Um Romeu extraviado surgiu no meu turno, hoje, às tantas. Caso de identidade perdida. Veio de rosto lívido, corpo trêmulo, feição atordoada. Pareceu-me caso de envenenamento. Não era. Perdera a identidade. Em uma casa de lanches.
Aos poucos, o tal Romeu ganhou voz. De nada me valeram, porém, as perguntas burocráticas que me garantiriam um número a mais em minhas estatísticas de atendimento. Só prestou atenção em mim quando perguntei o local onde acreditava ter perdido o documento.
“Uma torteria, Amor aos Pedaços”.
Sim, uma rede de docerias que vem crescendo no Distrito Federal. A frase não se bastou. Foi apenas um artifício do seu afeto para tentar juntar cacos de uma história fragmentada e esculpida em seu semblante. Triste história.
“Foi lá...lá que perdi...para sempre”.
Em uma delegacia, sempre é tempo demais. Assim como um minuto pode ser a soma de algumas eternidades. Mas o Romeu da doceria queria cerca seu sofrimento dentro do seu “para sempre”. Acho que gostamos de pensar que vamos sofrer para sempre, acreditando que isso seja sofrer só uma vez. Ah, Romeu, só mais um ser humano do lado de cá das bandas!
O fato é que a doceria era o palco incerto de um amor furtivo. E furtado, já que, sem violência ou grave ameaça, Romeu retirava de alguém o amor a ele oferecido por sua Julieta.
Amor sem dádivas e sacrifícios. Só constante na incerteza da amante estar ali ou não, a garantir-lhe a trajetória de um concubino. A Julieta devassa era, também, imaculada às mãos toques e violações pelo corpo do meu “cliente” – o que ele interpretava sempre como uma prova de resistência, a ser paga como um amor sublime.
Até que, em uma das tardes perfeitas – aquelas nas quais ela marcava e comparecia -, veio a proposta: “Tive uma idéia, quero resolver nosso problema”.
Garoto, em brasa diante das próprias fantasias e nas manifestações reais e delirantes que creditava à paixão de Julieta, pouco se conteve em suas calças. Assim me confessou.
“Um pacto, Romeu. E você participa dele”.
Sim, da tarde não passaria a consumação de sua glória, as núpcias renovadas com a devassa Julieta imaculada. Quem sabe, não varariam noite, madrugada, clarear adentro.

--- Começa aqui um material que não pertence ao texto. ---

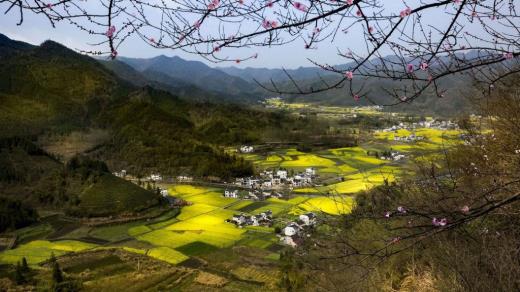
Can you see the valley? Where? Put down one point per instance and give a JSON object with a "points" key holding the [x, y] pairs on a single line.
{"points": [[196, 237]]}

Não me contive na curiosidade de imaginar a cara desalentada de Romeu, cujas migalhas de amor tão inconstantes sempre alimentavam uma esperança renovada de amar, ao saber que o pacto fora de Julieta para com um santo.
“Prometi nunca mais nos tocarmos. E a grandeza de seu amor estará em me fazer cumprir a promessa. Sei que não vai me deixar na mão, Romeu”.
Ela, não, certamente...
Se assim como chegou a Julieta se foi, não sei dizer. Sei que o olhar catatônico de Romeu se sustentava em uma frase pronunciada baixo, quase inaudível. Que não meu furtei a recolher aproximando meu ouvido de seu sussurro.

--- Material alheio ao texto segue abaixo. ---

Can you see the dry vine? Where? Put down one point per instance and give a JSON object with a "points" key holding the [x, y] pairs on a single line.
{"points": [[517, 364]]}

“Fiador de promessa...fiador de promessa...fiador de promessa. Amar é isso?!”
E o Romeu de uma Julieta de amor fragmentado acabou se recuperando do veneno. O que lhe deu chance de uma última surpresa. Sacou de uma fatia de torta, embrulhada, guardada na mochila onde, inclusive estava sua identidade. Torta das boas, fatia robusta.
“O senhor aceita?”
Recusei. Agredeci. Nunca me sentira tentado pela gentileza do Amor aos Pedaços.
Assim ficamos da madrugada ao amanhecer. Eu quis ouvi o pio da cotovia que alentaria a decepção do meu amigo (sim, amigo) Romeu. Mas no cerrado a cotovia que pia primeiro é um pardal.